With electronic voting being the primary way to vote, security methods continue to advance with technology.
“The federal government released six and a half million dollars to West Virginia. It came from the Help America Vote Act to help counties and states prepare for elections and upgrade our cyber security, accessibility, and things to that nature,” said Kersey.
Public officials like the Secretary of State and the Department of Homeland Security attended to help train clerks on how to avoid cyber security situations during the next election.
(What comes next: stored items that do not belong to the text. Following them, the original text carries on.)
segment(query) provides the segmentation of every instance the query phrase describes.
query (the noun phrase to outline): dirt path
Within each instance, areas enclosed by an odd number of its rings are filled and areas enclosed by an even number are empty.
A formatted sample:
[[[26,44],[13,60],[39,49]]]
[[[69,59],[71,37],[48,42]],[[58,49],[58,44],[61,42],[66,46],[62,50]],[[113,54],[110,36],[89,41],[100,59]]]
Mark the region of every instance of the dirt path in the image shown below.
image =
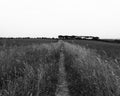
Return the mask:
[[[64,67],[63,46],[61,46],[61,50],[60,50],[59,79],[58,79],[58,86],[56,89],[55,96],[70,96],[68,90],[68,83],[66,81],[65,67]]]

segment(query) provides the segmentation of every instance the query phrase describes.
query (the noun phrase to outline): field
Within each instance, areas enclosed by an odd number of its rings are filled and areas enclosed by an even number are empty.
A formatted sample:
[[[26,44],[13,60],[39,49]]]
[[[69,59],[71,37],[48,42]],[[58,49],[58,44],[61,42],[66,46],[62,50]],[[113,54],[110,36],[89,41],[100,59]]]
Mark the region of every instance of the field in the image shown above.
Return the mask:
[[[120,61],[120,44],[106,43],[102,41],[90,41],[90,40],[66,40],[69,43],[84,46],[87,49],[94,49],[104,59],[117,59]]]
[[[120,45],[1,41],[0,96],[120,96]]]

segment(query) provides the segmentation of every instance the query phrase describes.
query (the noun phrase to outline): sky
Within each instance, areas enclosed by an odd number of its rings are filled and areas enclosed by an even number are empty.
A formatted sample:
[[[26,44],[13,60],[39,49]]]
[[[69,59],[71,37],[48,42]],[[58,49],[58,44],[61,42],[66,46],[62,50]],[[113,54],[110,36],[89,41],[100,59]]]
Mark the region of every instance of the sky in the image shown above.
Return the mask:
[[[0,37],[120,39],[120,0],[0,0]]]

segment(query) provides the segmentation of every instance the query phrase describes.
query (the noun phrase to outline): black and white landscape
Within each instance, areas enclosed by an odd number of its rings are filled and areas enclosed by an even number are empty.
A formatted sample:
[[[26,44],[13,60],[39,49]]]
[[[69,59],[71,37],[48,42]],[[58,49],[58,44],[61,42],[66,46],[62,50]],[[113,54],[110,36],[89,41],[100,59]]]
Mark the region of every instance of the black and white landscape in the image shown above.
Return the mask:
[[[120,95],[119,44],[29,40],[0,46],[0,96]]]

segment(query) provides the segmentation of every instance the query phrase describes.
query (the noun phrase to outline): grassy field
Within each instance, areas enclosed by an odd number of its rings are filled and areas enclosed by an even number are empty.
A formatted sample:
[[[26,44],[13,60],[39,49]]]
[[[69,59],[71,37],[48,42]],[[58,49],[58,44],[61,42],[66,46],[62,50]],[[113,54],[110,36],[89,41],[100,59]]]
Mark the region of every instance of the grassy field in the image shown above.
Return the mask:
[[[0,50],[0,96],[54,96],[59,44]]]
[[[23,39],[23,38],[17,38],[17,39],[0,39],[0,46],[6,46],[6,47],[13,47],[13,46],[27,46],[32,44],[42,44],[42,43],[53,43],[57,42],[58,40],[53,39]]]
[[[119,44],[23,41],[0,46],[0,96],[120,96]]]
[[[106,43],[92,40],[65,40],[69,43],[84,46],[87,49],[94,49],[104,59],[114,59],[120,62],[120,44]]]
[[[95,50],[69,43],[64,54],[71,96],[119,96],[118,64],[106,62]]]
“Democracy’s foundation is voting. One person one vote. You need to have access to the poles, and you need to have the ability to say I have confidence in the integrity of my elections, so that’s what these clerks are doing here. They’re learning how to keep moving with the times, how to be pioneers, how to innovate, and how to use those federal dollars to do it,” said Kersey.
West Virginia Secretary of State, Mac Warner, said the purpose of this training is to avoid a repeat of the 2016 election and to secure all voting systems within the state.
“The person sitting at their computer who could click on a phishing email or spoofing email and provide someone access and, that’s what happened in the Hilary Clinton campaign in 2016 that got this whole thing started,” said Warner.
“So, we’re training those people here today. We have 150 or more people here to train in Morgantown to make sure the West Virginia election system is secure.”
The West Virginia Secretary of State, along with other public officials, says election security is national security and the overall goal for this conference is to inform West Virginia clerks on the different security systems available and better prepare them on how to avoid cyber hacking during future elections.